政府の試算では「32万人分の保育園の枠」ができると、子育てをする女性の80%が就業できることになるそうです。今後は、これまでのように“保活”(保育園に入るための活動)に苦労することがなくなるはず。

一見、幼稚園、保育園、待機児童と幼児教育全体をカバーしているように見える今回の閣議決定。しかし、すでに現時点でいくつかの疑問も浮かびます。

・幼稚園の無償化について、月々の保育料は支給されても入園料(約10万円)はカバーされないのでは?
・認可外保育園も無償化すると、政府の財源が足りなくなってしまうのでは?
・保育園が無償になると現在よりさらに入園希望者が増えてしまい、結局、待機児童は減らないのでは?
・保育士の給料は手取り10万円台という実情もあり、月額3000円だけのアップでは、離職が止められないのでは?

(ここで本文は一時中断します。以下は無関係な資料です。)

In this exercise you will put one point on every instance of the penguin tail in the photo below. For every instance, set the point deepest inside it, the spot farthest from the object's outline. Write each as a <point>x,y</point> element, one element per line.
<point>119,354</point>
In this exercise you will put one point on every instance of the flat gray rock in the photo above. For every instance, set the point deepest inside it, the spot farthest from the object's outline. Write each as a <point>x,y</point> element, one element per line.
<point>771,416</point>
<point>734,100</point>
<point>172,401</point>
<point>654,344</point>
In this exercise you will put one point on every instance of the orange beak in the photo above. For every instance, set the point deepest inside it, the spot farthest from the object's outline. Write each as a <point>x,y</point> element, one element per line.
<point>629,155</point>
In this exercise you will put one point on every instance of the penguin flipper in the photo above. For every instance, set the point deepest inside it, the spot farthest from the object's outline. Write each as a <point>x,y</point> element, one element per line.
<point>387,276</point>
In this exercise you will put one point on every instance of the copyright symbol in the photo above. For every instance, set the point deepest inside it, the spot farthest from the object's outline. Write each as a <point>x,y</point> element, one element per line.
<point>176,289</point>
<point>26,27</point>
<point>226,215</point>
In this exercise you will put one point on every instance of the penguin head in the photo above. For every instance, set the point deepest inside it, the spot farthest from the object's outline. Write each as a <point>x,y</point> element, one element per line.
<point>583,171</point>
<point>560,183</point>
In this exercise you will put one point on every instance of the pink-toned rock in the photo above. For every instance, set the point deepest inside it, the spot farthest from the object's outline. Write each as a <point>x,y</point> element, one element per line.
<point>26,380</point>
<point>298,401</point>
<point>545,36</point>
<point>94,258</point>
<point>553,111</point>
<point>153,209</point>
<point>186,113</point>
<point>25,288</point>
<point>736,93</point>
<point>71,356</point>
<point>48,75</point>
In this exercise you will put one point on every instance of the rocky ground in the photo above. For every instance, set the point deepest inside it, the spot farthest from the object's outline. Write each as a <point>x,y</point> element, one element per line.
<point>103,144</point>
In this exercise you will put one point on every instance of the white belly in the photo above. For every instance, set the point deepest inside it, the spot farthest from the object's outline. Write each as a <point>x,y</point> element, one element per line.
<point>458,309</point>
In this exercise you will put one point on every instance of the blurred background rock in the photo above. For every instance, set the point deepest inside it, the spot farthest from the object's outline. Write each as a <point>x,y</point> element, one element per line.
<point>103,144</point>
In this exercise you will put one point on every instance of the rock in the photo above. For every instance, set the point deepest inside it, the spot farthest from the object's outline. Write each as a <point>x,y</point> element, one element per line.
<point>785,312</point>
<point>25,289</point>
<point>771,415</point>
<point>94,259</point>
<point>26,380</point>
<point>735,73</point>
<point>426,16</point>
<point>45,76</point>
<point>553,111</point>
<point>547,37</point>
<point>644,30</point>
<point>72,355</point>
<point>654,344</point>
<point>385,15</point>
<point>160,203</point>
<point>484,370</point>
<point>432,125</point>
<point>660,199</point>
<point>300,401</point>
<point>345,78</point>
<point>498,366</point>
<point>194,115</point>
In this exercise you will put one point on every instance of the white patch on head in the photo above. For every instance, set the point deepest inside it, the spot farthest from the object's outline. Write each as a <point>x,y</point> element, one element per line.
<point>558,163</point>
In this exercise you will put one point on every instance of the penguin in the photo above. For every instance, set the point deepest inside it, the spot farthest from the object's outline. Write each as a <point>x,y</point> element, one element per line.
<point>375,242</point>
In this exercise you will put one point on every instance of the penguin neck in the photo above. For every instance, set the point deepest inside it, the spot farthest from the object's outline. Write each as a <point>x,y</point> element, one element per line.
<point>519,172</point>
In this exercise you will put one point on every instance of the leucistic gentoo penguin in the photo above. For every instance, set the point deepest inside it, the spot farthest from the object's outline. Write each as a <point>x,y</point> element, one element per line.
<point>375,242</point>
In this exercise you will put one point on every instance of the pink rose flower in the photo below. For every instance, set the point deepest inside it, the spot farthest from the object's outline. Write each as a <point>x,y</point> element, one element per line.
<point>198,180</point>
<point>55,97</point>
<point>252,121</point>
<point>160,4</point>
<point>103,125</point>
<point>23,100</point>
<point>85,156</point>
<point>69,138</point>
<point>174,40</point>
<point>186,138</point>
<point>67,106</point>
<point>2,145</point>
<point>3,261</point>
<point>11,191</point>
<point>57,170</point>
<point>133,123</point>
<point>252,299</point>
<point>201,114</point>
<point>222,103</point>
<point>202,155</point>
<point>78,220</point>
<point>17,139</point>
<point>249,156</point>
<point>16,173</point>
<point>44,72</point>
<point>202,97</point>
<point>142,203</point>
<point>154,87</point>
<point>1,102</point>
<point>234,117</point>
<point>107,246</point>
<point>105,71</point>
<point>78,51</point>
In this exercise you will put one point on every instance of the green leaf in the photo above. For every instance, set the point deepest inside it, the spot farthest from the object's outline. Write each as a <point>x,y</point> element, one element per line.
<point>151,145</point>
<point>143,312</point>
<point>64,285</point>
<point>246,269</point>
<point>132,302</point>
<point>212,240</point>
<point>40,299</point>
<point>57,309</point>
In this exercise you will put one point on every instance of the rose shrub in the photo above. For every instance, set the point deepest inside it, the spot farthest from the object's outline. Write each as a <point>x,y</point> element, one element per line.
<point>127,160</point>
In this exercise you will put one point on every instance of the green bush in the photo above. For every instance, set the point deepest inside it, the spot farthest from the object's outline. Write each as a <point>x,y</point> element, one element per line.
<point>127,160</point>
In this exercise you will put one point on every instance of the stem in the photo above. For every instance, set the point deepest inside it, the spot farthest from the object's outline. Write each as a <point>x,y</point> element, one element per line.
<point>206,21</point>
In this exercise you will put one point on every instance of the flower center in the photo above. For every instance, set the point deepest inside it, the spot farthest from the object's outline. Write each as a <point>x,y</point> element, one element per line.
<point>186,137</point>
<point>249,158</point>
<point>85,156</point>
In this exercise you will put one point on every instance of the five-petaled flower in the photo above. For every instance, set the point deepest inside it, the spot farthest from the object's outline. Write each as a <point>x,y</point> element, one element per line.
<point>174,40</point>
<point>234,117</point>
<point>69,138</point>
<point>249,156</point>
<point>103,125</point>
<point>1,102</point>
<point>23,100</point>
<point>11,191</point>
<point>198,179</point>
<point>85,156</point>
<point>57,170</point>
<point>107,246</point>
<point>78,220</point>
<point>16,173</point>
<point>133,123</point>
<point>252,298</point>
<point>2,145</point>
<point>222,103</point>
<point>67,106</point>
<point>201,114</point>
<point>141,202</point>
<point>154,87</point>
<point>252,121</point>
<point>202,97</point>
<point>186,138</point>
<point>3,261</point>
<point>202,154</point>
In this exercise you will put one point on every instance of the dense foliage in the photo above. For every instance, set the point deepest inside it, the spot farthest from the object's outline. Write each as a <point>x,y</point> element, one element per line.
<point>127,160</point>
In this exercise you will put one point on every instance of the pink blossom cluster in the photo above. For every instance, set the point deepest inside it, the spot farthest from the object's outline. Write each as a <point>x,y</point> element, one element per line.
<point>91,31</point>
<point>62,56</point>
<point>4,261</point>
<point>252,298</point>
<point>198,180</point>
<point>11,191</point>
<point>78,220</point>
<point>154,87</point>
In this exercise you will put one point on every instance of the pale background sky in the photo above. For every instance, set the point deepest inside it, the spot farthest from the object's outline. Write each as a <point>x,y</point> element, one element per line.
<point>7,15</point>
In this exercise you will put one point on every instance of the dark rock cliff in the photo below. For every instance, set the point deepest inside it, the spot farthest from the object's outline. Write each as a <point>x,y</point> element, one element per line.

「幼児教育の無償化」は、少子化対策が成功しているフランス、イギリスなどでは、すでに実施されている政策です。振り返ってみれば、2007年、第一次安倍内閣で内閣府特命担当大臣(少子化対策担当)が誕生してから、すでに10年が経過しているわけで、「今まで何をやっていたんだ」というツッコミもしたくなりますが、遅かりしといえども幼児教育無償化は必然の流れでしょう。

この改革によって子育て家庭の経済的負担が減り、また、所得が低いために子どもを持ちたいのに持てない家庭が「幼稚園・保育園が無料になるなら、私たちも子どもを持てる」と希望を抱けるようになればいいのですが。

※1 2017年12月22日発表、厚生労働省「人口動態統計の年間推計」
※2 2017年12月8日発表、閣議決定「新しい経済政策パッケージ

(小田慶子)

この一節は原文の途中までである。